Contoh kedua di gua kristal Naica. Suhu di sana berkisar 45-65 derajat celcius dan tingkat kelembaban mencapi lebih dari 99 persen. Tapi nyatanya, kehidupan ada.
Makhluk hidup di sana mendapatkan energi dengan kemosintesis, memanfaatkan kekayaan unsur belerang, bukan oksigen. BANDAR POKER ONLINE
Baru-baru ini, ilmuwan juga menemukan jenis hewan lunak yang bersimbiosis dengan bakteri pemakan belerang. Simbiosis itu memungkinkan hewan itu bertahan hidup dengan kemampuan luar biasa: memakan gas!
Dunia dingin ekstrem, panas ekstrem, atau kadar belerang tinggi terdapat di mana pun di alam semesta. Bulan saturnus misalnya, punya kondisi mirip.
Banyak ilmuwan beranggapan, unsur yang terpenting adalah air. Jadi, ketika ada air berbentuk cair, maka kehidupan mungkin ada.
Bulan milik planet Saturnus, Titan dan Enceladus, diduga sebagai wilayah yang memungkinkan adanya makhluk hidup.
Namun, ada masalah dalam penelitian astrobiologi. Sejauh ini, tak ada satu pun penemuan makhluk cerdas dari bidang itu. Temuan hewan lunak yang disebut cacing kapal itu sudah paling "pol".

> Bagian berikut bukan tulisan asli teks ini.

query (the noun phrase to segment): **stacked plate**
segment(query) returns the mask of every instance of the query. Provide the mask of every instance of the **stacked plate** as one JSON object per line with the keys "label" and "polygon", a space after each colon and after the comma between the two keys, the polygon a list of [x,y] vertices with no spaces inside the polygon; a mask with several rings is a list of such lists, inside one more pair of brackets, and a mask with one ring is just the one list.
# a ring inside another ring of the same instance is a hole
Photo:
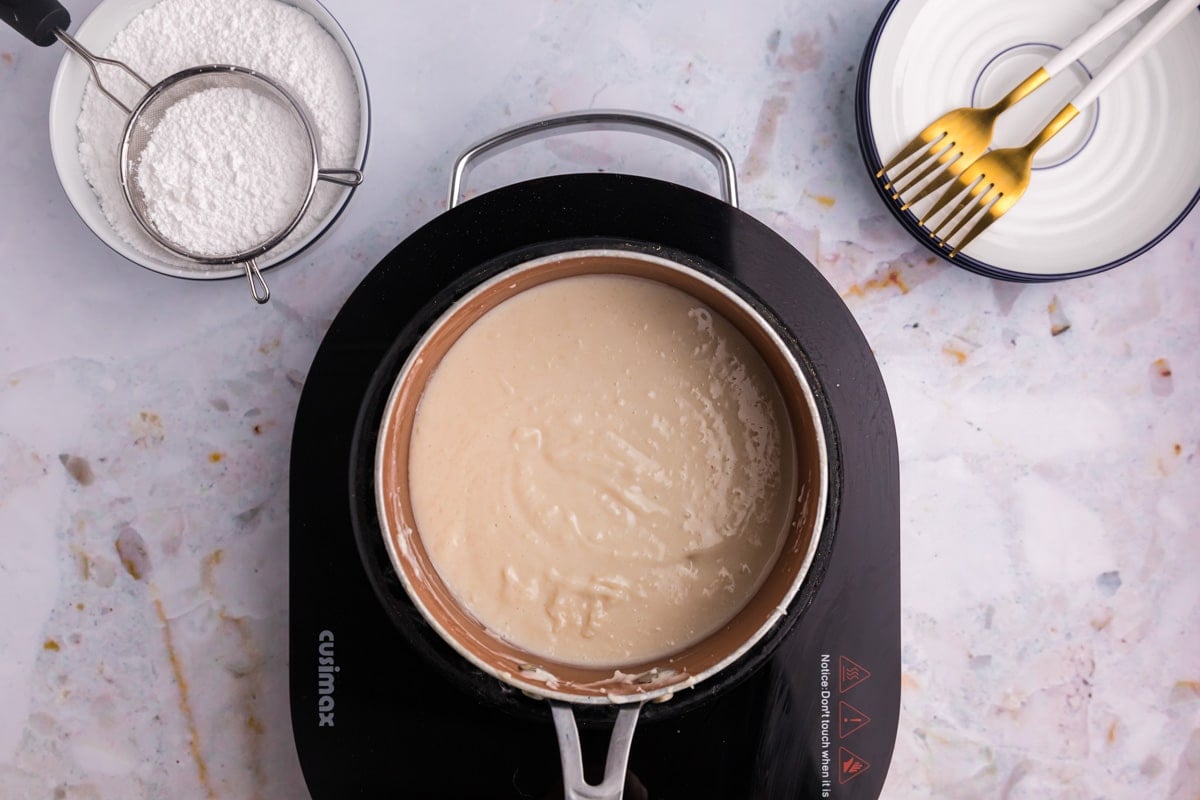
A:
{"label": "stacked plate", "polygon": [[[891,0],[859,70],[858,137],[871,180],[914,237],[948,255],[917,224],[932,200],[901,211],[875,180],[883,163],[946,111],[995,102],[1114,4]],[[1139,25],[1126,26],[1001,116],[993,146],[1024,144]],[[1200,200],[1198,130],[1200,13],[1038,154],[1024,197],[952,263],[994,278],[1051,281],[1137,257]]]}

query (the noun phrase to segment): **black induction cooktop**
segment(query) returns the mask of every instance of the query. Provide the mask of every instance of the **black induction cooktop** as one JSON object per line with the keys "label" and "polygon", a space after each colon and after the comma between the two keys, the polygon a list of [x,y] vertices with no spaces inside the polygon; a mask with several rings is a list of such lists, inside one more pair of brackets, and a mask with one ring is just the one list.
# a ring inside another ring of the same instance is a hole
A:
{"label": "black induction cooktop", "polygon": [[[548,709],[520,697],[498,708],[464,690],[393,624],[407,600],[360,554],[352,451],[373,375],[431,298],[481,264],[584,247],[661,251],[740,281],[796,338],[830,436],[833,502],[793,627],[740,683],[681,693],[682,713],[646,708],[626,798],[877,798],[899,716],[900,531],[896,435],[870,348],[828,283],[769,228],[698,192],[603,174],[508,186],[437,217],[363,280],[316,355],[291,461],[290,690],[309,791],[562,796]],[[583,732],[601,762],[605,736]]]}

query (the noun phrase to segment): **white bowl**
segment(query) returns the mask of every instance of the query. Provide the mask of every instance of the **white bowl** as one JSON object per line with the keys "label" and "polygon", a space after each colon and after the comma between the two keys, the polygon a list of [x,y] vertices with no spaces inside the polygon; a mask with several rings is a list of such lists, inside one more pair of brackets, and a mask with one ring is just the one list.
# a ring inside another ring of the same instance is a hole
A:
{"label": "white bowl", "polygon": [[[1115,0],[892,0],[859,72],[859,143],[871,180],[952,108],[986,105],[1086,30]],[[1147,13],[1152,13],[1151,12]],[[1023,144],[1136,32],[1132,23],[1000,118],[994,146]],[[1157,244],[1200,199],[1200,14],[1121,75],[1034,162],[1026,194],[951,263],[1047,281],[1122,264]],[[901,224],[943,257],[912,211]]]}
{"label": "white bowl", "polygon": [[[158,2],[159,0],[105,0],[79,25],[74,36],[93,53],[101,55],[113,38],[124,30],[134,17]],[[367,157],[371,113],[366,77],[363,74],[362,63],[358,60],[358,54],[337,20],[317,0],[284,0],[284,2],[312,16],[333,37],[346,56],[346,62],[350,66],[358,89],[359,137],[354,166],[361,170]],[[245,270],[238,264],[213,267],[187,265],[182,264],[179,259],[165,250],[162,251],[161,256],[148,255],[125,241],[113,230],[100,208],[100,201],[96,197],[95,191],[84,177],[83,166],[79,160],[79,134],[76,131],[75,122],[79,117],[84,88],[87,86],[90,76],[87,64],[68,51],[59,65],[58,74],[54,79],[54,87],[50,92],[50,152],[54,158],[54,167],[58,171],[63,190],[67,193],[67,199],[71,201],[76,213],[101,241],[139,266],[176,278],[214,280],[244,277]],[[119,142],[113,143],[114,148],[117,145]],[[333,208],[316,228],[294,243],[285,242],[288,244],[286,250],[274,250],[262,256],[258,259],[259,268],[266,270],[278,266],[294,258],[320,239],[346,207],[351,194],[353,194],[353,187],[341,189]]]}

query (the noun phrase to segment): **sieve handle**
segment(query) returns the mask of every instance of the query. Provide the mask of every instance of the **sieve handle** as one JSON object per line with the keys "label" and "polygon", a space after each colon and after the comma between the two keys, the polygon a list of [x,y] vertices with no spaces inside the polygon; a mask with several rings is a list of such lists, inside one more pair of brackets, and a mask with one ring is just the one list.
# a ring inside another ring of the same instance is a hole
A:
{"label": "sieve handle", "polygon": [[0,20],[38,47],[57,41],[54,32],[71,26],[71,13],[58,0],[0,0]]}
{"label": "sieve handle", "polygon": [[552,114],[532,122],[506,128],[471,145],[454,162],[454,170],[450,175],[449,207],[454,208],[462,202],[463,180],[472,161],[489,153],[502,153],[523,142],[544,139],[560,133],[564,129],[646,133],[682,145],[712,162],[721,178],[721,199],[737,208],[737,172],[733,166],[733,156],[729,155],[725,145],[708,134],[665,117],[656,117],[638,111],[599,109]]}
{"label": "sieve handle", "polygon": [[357,169],[319,169],[317,178],[339,186],[358,186],[363,182],[362,170]]}
{"label": "sieve handle", "polygon": [[258,262],[253,258],[248,260],[246,267],[246,283],[250,284],[250,296],[254,298],[254,302],[262,305],[271,299],[271,290],[267,287],[267,282],[263,280],[262,273],[258,271]]}

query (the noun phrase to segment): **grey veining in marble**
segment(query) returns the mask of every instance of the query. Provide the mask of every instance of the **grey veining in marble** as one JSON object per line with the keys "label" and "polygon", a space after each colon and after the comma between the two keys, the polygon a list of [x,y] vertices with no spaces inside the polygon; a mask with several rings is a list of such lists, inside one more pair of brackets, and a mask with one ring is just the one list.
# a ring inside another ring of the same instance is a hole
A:
{"label": "grey veining in marble", "polygon": [[[77,18],[94,7],[72,4]],[[46,140],[60,50],[0,31],[0,796],[307,796],[287,709],[287,459],[321,336],[438,214],[453,155],[625,107],[724,141],[880,361],[903,489],[903,713],[887,798],[1200,792],[1200,215],[1093,278],[934,262],[857,152],[880,2],[329,0],[372,87],[367,181],[268,273],[193,283],[105,249]],[[699,188],[589,134],[481,167]],[[398,793],[397,796],[402,796]]]}

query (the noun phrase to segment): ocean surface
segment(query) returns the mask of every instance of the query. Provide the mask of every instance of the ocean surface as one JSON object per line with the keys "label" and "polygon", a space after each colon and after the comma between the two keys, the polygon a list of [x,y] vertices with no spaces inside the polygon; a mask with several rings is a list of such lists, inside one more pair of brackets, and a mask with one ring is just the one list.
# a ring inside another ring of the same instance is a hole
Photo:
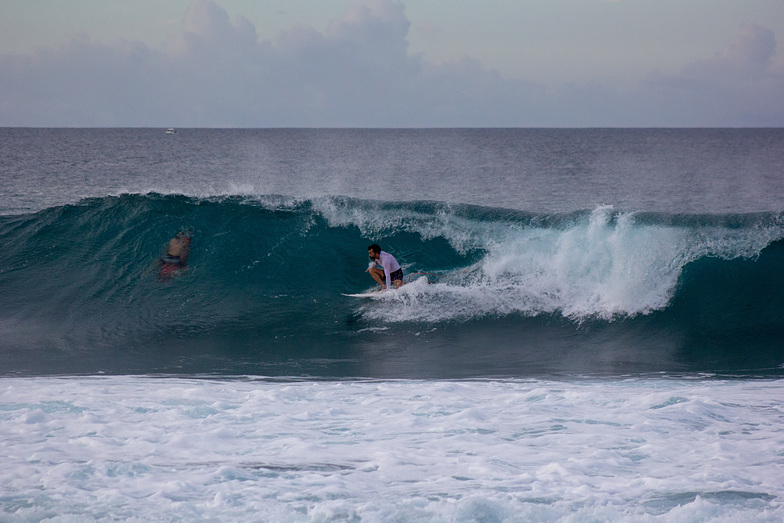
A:
{"label": "ocean surface", "polygon": [[782,521],[783,313],[784,129],[0,129],[0,520]]}

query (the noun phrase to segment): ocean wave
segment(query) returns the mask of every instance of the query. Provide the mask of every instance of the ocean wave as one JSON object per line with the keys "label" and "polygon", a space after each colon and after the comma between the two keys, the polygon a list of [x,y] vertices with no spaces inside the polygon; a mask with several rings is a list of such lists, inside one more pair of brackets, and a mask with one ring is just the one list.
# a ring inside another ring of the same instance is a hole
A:
{"label": "ocean wave", "polygon": [[[182,227],[194,234],[188,266],[161,283],[157,260]],[[637,329],[653,318],[652,335],[699,326],[701,339],[780,339],[782,238],[777,214],[124,194],[0,217],[0,329],[14,347],[303,336],[318,345],[379,325],[518,318]],[[393,253],[412,283],[346,299],[371,287],[369,243]]]}

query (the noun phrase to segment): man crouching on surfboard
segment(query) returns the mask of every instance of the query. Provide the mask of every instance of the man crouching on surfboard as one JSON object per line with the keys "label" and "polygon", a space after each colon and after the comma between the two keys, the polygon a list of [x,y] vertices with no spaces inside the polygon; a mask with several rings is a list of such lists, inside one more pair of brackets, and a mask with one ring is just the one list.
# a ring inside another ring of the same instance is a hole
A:
{"label": "man crouching on surfboard", "polygon": [[[368,256],[370,256],[370,267],[365,272],[369,272],[376,283],[381,285],[381,290],[387,290],[392,285],[398,289],[403,285],[403,269],[400,268],[400,264],[394,256],[382,251],[381,247],[375,243],[368,247]],[[382,268],[379,269],[377,265]],[[385,280],[386,283],[384,283]]]}

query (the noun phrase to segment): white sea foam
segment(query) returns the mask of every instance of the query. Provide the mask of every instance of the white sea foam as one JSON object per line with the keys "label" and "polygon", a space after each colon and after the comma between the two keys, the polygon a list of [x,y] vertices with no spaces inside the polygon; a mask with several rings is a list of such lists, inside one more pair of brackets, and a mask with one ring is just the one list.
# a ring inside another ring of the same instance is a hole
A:
{"label": "white sea foam", "polygon": [[4,378],[3,521],[781,521],[784,381]]}
{"label": "white sea foam", "polygon": [[391,229],[442,236],[458,252],[484,251],[482,259],[439,278],[436,285],[407,288],[367,307],[386,321],[443,321],[510,313],[559,313],[582,321],[648,314],[672,299],[683,268],[704,256],[752,257],[781,236],[778,227],[733,230],[639,224],[634,213],[599,207],[561,227],[521,226],[417,213],[321,209],[334,225],[355,224],[365,234]]}

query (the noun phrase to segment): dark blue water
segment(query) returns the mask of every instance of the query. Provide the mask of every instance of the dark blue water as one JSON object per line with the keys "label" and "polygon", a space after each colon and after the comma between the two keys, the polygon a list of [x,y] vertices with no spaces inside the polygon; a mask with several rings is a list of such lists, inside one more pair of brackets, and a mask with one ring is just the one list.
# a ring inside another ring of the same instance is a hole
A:
{"label": "dark blue water", "polygon": [[782,371],[781,130],[0,137],[2,375]]}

Para astrofisikawan pun menduga, jika pun ada, kehidupan di luar bumi mungkin ada dalam bentuk paling sederhana, mikroba.
Jadi, kita tak bisa membayangkan alien sebagai makhluk hijau berkepala besar ataupun Do Min Joon. Rupa alien yang sebenarnya mungkin harus diintip dengan mikroskop.
Tapi, bisa saja memang ada makhluk cerdas di luar sana. Ilmuwan pun tak patah semangat. Sejumlah proyek berupaya mencarinya.
Search for Extraterrestrial Itelligence (SETI) yang dirancang Badan Penerbangan dan Antariksa Amerika serikat (NASA) adalah salah satunya.
Namun, sejauh ini proyek belum membuahkan hasil. Ada sinyal yang diduga dari alien tetapi setelah dikonfirmasi ternyata hanya "noise".
Sejumlah ilmuwan juga menguraikan alasan mengapa manusia belum bisa menemukan alien. Douglas Vakoch, presiden METI (Messaging Extra-terrestrial Intelligence), mengatakan, manusia belum bisa menemukan alien karena tingkat bahasanya berbeda.
Sinyal-sinyal ditujukan untuk makhluk extra-terrestrial (ET) saat ini terlalu sederhana. Manusia harus menentukan seperti apa sebenarnya kita ingin tampil di hadapan mereka.
Sementara, fisikawan Brian Cox punya kabar buruk. Alien belum bisa ditemukan karena mereka mungkin sudah "bunuh diri".
Berharap menemukan alien, manusia sebenarnya harus siap berhadapan dengan dua kondisi. Alien bisa jadi teman ataupun lawan. Manusia harus siap.